Autoencoders consists of 2 parts — the encoder and the decoder . The encoder takes the input and outputs what is called the “code” . The decoder takes this code and is trained to convert it back into the input . If we go by the traditional argument that neural networks are function mappings, then the encoder can be f(x) and decoder can be g(h) . So our finaly output y is g(f(x)). As we are only training these networks to reproduce the input data x, they don’t need any labels or in other words they are unsupervised neural networks.
If we take a simple example of the input to be a 4 dimensional vector of values say 1, -1, 2, 3, and if the output from the network is 1, 1, 2, 3, we can compute a simple mean squared loss during training, which is 1 in this example and minimise this loss to train the network.
You may now start to realise that the network can quickly learn the unity function and the output can be the same as the input . However, the dimension of the code comes to the rescue. Note that in this figure that the output dimension of the encoder is just 3 implying that the dimension of the code is also 3 compared to the input dimension 4. This means that the network should somehow figure out a way to squeeze the 4 dimensiona l input into a 3 dimensional space. Using the same example input <click>, the code will be a completely different representation with values say 0.8, 1.2 and 2.2. By doing this, the encoder has literally encoded the input to a lower size. This autoencoder where the dimension of the code is less than the dimension of the input, its called an undercomplete autoencoder
Arguing the same way, if the dimension of the code is equal to or larger than the dimension of the input (in this case 5), then its a overcomplete autoencoder . Whenever the autoencoder is overcomplete, there is a very high chance that it maps to unity during training. In other words, it starts sending the input directly to the output by simply ignoring the additional nodes in the network.

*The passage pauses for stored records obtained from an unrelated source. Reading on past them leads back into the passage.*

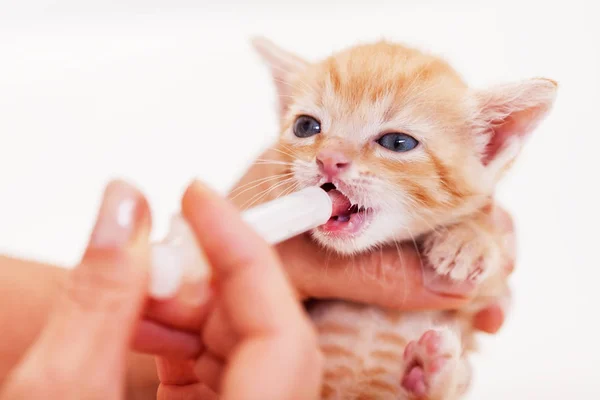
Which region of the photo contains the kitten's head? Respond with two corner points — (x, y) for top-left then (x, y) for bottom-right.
(254, 39), (557, 253)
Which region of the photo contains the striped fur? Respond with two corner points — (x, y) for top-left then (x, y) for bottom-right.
(243, 39), (557, 400)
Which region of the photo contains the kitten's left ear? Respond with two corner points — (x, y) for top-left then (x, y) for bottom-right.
(252, 37), (309, 115)
(474, 78), (558, 178)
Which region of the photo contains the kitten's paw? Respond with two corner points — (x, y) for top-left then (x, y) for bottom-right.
(401, 330), (460, 399)
(423, 225), (500, 283)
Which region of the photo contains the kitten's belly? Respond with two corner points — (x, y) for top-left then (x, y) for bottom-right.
(310, 301), (450, 400)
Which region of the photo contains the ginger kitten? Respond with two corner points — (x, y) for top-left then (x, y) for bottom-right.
(234, 39), (557, 399)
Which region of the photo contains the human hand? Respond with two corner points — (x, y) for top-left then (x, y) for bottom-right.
(225, 149), (515, 333)
(0, 182), (155, 400)
(153, 183), (322, 400)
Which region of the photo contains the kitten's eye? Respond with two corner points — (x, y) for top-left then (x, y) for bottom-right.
(294, 115), (321, 138)
(377, 133), (419, 153)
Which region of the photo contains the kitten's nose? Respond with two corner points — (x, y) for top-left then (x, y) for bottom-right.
(317, 150), (351, 178)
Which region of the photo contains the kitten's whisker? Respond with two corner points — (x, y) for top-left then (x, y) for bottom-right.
(229, 172), (294, 200)
(241, 178), (293, 209)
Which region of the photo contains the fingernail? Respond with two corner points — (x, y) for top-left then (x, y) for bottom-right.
(90, 181), (140, 248)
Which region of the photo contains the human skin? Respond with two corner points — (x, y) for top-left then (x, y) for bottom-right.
(0, 182), (322, 400)
(0, 158), (514, 398)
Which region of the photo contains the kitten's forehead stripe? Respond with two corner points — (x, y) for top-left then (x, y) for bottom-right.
(321, 42), (466, 121)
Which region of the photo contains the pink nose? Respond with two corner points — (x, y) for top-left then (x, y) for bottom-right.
(317, 150), (350, 178)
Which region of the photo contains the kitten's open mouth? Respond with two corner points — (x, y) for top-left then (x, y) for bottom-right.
(319, 183), (371, 235)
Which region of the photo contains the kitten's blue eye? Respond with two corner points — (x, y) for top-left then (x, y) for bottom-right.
(377, 133), (419, 153)
(294, 115), (321, 138)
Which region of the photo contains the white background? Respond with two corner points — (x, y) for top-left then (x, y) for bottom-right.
(0, 0), (600, 400)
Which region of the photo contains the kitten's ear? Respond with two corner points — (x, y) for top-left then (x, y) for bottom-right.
(474, 78), (558, 177)
(252, 37), (309, 115)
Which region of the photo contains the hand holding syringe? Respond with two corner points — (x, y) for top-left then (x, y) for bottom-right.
(150, 187), (332, 299)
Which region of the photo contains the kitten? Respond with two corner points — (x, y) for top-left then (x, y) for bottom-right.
(232, 39), (557, 399)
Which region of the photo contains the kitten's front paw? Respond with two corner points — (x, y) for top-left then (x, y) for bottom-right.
(423, 225), (499, 283)
(401, 329), (460, 399)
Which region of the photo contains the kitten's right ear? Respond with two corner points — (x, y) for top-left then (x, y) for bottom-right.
(252, 37), (309, 116)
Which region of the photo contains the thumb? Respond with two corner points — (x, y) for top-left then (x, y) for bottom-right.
(2, 182), (150, 399)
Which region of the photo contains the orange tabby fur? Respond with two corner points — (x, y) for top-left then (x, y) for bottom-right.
(234, 39), (557, 399)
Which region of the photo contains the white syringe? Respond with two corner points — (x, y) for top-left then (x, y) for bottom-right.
(150, 187), (333, 299)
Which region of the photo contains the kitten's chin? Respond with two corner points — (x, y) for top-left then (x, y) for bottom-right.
(312, 229), (377, 255)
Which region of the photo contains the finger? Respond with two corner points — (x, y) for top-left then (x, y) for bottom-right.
(221, 336), (323, 400)
(202, 306), (239, 358)
(194, 352), (225, 393)
(145, 297), (213, 333)
(182, 184), (321, 400)
(3, 182), (150, 398)
(156, 383), (219, 400)
(133, 319), (204, 360)
(182, 183), (307, 337)
(278, 236), (470, 310)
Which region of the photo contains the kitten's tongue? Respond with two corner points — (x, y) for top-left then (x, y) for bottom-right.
(327, 190), (352, 218)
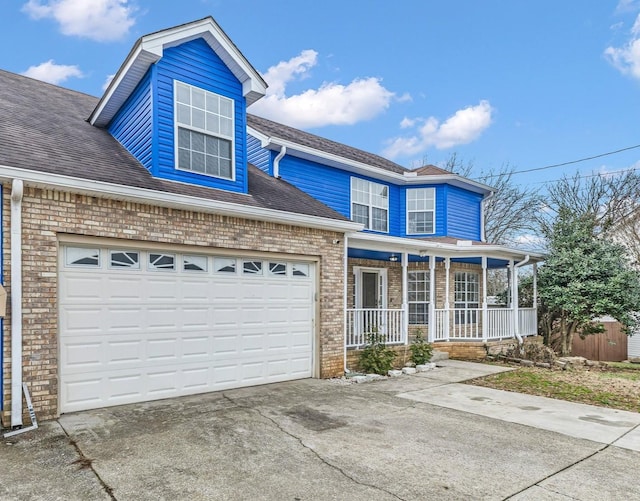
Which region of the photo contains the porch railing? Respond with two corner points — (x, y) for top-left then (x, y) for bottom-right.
(347, 308), (406, 348)
(518, 308), (538, 336)
(429, 308), (538, 341)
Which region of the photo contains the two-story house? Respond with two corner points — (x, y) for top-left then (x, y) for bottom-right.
(0, 18), (540, 426)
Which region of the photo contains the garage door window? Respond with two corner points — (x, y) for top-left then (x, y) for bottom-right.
(269, 263), (287, 277)
(293, 263), (309, 277)
(109, 251), (140, 270)
(213, 257), (236, 273)
(242, 261), (262, 275)
(149, 252), (176, 270)
(65, 247), (100, 268)
(182, 256), (207, 271)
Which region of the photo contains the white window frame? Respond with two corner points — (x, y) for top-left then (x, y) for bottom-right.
(173, 80), (236, 181)
(406, 188), (436, 235)
(453, 271), (480, 325)
(350, 177), (390, 233)
(407, 270), (431, 325)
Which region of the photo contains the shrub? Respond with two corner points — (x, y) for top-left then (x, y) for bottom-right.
(359, 331), (396, 376)
(409, 331), (433, 365)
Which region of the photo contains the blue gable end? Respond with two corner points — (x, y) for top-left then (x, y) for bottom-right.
(109, 70), (154, 173)
(152, 38), (247, 193)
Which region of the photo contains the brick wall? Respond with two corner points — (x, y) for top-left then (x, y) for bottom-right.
(3, 187), (344, 422)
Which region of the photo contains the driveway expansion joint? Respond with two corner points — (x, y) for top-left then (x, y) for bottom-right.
(56, 419), (118, 501)
(223, 394), (407, 501)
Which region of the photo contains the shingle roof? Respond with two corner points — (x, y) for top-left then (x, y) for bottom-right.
(0, 70), (346, 220)
(247, 113), (410, 174)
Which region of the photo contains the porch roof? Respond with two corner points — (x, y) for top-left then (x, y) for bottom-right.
(346, 233), (544, 264)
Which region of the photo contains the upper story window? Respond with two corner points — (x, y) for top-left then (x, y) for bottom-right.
(175, 82), (234, 179)
(351, 177), (389, 232)
(407, 188), (436, 235)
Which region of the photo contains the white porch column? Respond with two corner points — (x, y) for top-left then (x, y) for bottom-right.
(444, 257), (451, 341)
(428, 256), (438, 343)
(509, 260), (520, 339)
(533, 263), (538, 308)
(482, 256), (489, 342)
(402, 252), (409, 344)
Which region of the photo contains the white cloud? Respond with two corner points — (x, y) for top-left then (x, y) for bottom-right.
(251, 50), (396, 128)
(604, 14), (640, 80)
(22, 0), (135, 42)
(22, 59), (84, 85)
(383, 100), (493, 158)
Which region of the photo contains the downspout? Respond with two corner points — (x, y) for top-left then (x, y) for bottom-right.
(342, 234), (349, 374)
(11, 179), (24, 428)
(511, 254), (530, 344)
(480, 192), (495, 242)
(273, 146), (287, 179)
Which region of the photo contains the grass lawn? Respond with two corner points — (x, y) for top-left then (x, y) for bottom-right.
(467, 364), (640, 412)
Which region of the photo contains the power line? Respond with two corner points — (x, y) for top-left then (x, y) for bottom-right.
(483, 144), (640, 179)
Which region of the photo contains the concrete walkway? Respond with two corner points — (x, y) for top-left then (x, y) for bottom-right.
(398, 360), (640, 452)
(0, 361), (640, 501)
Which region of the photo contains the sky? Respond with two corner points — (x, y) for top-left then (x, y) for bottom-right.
(0, 0), (640, 189)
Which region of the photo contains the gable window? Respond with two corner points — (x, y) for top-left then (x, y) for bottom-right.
(407, 188), (436, 235)
(454, 271), (480, 324)
(174, 81), (234, 179)
(408, 271), (431, 325)
(351, 177), (389, 233)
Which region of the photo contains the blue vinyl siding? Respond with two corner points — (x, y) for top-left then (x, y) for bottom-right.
(446, 185), (482, 240)
(153, 38), (247, 193)
(398, 184), (447, 238)
(280, 155), (404, 236)
(247, 134), (273, 175)
(109, 70), (153, 171)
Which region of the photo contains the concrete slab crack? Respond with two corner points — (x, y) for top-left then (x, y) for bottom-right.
(58, 421), (118, 501)
(224, 395), (406, 501)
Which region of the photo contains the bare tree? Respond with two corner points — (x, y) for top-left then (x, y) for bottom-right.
(443, 153), (542, 245)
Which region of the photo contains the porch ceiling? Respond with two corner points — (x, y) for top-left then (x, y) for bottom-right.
(346, 232), (544, 267)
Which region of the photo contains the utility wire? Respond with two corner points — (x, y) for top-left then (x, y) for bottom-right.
(483, 144), (640, 179)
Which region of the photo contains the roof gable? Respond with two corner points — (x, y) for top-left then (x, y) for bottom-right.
(89, 17), (267, 127)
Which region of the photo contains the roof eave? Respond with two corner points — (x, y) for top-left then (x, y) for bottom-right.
(247, 126), (495, 196)
(0, 165), (362, 233)
(89, 17), (267, 127)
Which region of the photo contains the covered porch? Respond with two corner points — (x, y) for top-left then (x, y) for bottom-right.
(345, 233), (542, 349)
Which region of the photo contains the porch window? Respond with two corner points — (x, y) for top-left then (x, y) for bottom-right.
(407, 188), (436, 235)
(351, 177), (389, 233)
(408, 271), (431, 325)
(454, 271), (480, 324)
(174, 81), (234, 179)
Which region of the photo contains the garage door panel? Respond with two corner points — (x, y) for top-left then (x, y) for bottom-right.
(59, 248), (315, 412)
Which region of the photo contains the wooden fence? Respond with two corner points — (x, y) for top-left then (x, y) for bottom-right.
(571, 322), (628, 362)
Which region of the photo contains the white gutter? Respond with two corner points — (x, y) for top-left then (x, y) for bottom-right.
(273, 146), (287, 179)
(0, 165), (362, 232)
(512, 254), (530, 344)
(11, 179), (24, 428)
(349, 232), (543, 261)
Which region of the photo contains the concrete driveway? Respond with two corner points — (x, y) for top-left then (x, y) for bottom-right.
(0, 361), (640, 501)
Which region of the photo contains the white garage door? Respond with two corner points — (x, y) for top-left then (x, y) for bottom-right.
(59, 246), (315, 412)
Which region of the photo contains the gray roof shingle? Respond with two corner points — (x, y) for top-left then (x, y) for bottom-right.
(247, 113), (410, 174)
(0, 70), (346, 220)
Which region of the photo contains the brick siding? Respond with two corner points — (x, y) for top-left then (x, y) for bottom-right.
(3, 187), (344, 422)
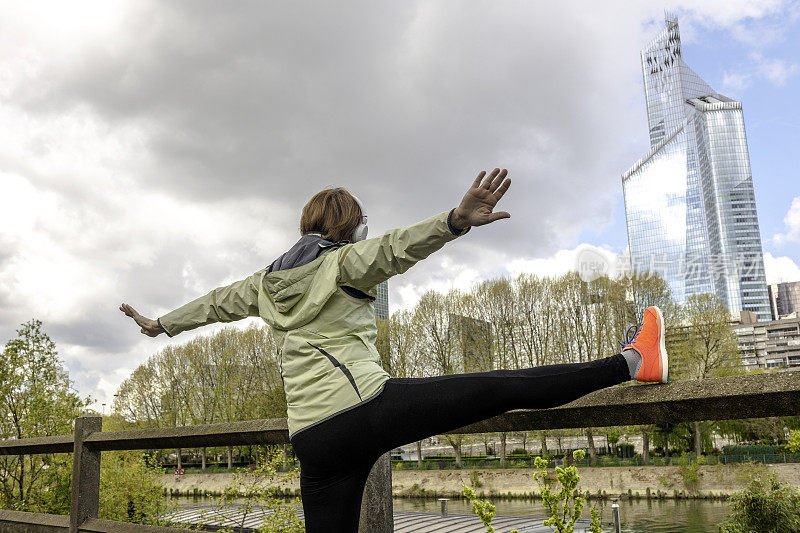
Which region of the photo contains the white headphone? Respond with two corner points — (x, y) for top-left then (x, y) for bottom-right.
(350, 194), (368, 242)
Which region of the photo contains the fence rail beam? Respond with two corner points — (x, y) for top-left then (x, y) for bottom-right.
(448, 372), (800, 433)
(0, 372), (800, 533)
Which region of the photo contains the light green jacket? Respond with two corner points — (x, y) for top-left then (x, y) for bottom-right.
(159, 211), (469, 437)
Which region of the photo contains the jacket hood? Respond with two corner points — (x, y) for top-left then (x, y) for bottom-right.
(258, 233), (347, 329)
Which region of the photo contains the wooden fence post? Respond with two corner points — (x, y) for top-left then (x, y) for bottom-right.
(69, 415), (103, 533)
(358, 452), (394, 533)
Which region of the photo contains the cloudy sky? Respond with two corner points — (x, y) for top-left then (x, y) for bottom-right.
(0, 0), (800, 408)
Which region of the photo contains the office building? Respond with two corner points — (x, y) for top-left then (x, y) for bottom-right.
(622, 16), (771, 320)
(375, 281), (389, 320)
(447, 313), (494, 372)
(731, 311), (800, 370)
(767, 281), (800, 320)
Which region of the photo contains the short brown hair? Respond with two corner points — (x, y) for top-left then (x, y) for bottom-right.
(300, 187), (363, 242)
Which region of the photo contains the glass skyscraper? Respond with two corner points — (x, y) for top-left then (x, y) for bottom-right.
(622, 15), (770, 320)
(375, 281), (389, 320)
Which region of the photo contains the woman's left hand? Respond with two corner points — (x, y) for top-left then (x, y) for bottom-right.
(450, 168), (511, 230)
(119, 304), (164, 337)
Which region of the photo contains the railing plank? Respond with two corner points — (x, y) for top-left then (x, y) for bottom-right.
(448, 372), (800, 433)
(69, 415), (103, 533)
(0, 509), (69, 533)
(84, 418), (289, 450)
(0, 435), (74, 455)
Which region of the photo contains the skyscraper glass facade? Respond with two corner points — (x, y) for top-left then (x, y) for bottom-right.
(375, 281), (389, 320)
(622, 16), (770, 320)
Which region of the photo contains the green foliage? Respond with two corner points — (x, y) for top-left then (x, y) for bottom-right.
(469, 470), (483, 489)
(100, 451), (175, 525)
(720, 474), (800, 533)
(0, 320), (91, 511)
(198, 446), (305, 533)
(667, 294), (743, 379)
(722, 444), (783, 455)
(533, 450), (602, 533)
(678, 453), (706, 492)
(786, 431), (800, 453)
(18, 442), (175, 525)
(461, 485), (519, 533)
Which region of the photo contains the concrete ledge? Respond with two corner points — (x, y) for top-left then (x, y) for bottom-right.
(0, 509), (69, 533)
(448, 372), (800, 433)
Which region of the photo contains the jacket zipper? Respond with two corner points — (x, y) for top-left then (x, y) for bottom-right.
(306, 341), (363, 401)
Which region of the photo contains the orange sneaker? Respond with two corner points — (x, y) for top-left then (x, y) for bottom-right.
(622, 306), (669, 383)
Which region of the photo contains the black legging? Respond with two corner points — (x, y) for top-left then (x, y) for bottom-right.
(291, 355), (630, 533)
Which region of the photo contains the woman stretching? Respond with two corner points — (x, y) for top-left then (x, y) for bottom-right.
(120, 169), (668, 533)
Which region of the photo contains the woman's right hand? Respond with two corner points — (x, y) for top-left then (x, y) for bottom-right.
(450, 168), (511, 230)
(119, 303), (164, 337)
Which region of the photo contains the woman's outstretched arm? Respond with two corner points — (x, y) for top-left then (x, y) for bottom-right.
(119, 270), (264, 337)
(335, 168), (511, 291)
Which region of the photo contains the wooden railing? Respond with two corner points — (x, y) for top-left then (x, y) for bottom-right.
(0, 372), (800, 533)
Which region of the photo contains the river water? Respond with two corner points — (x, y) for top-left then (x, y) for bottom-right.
(394, 498), (730, 533)
(177, 498), (729, 533)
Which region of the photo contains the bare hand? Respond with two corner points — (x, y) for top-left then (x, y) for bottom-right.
(450, 168), (511, 230)
(119, 304), (164, 337)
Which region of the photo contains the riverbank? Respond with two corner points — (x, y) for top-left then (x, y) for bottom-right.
(162, 464), (800, 498)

There are two ways we could overcome this problem. One is by introducing sparsity in the network and these are called sparse autoencoders. The other way is to introduce noise into the network and this gives birth to the class of denoising autoencoders. Both these types are grouped under the name reguliarzed autoencoders. Now lets look at each of them.
To understand sparse autoencoders, lets assume the scenario where the autoencoder learns unity and literally passes the input to the output. This scenario can be fixed by simply setting some of the values of the hidden code to zeros. By this simple fix, the network behaves as if it is now an undercomplete autoencoder.
But how do we force this during training? Lets go back to our mean squared error loss betwen the input and the output. We now introduce a new loss function omega that is acts on the code h. This is similar to L1 regularisation which is used to reduce the overfitting. But in this case the new term omega forces the codes to turn off a few values or in other words introduces sparsity in the network.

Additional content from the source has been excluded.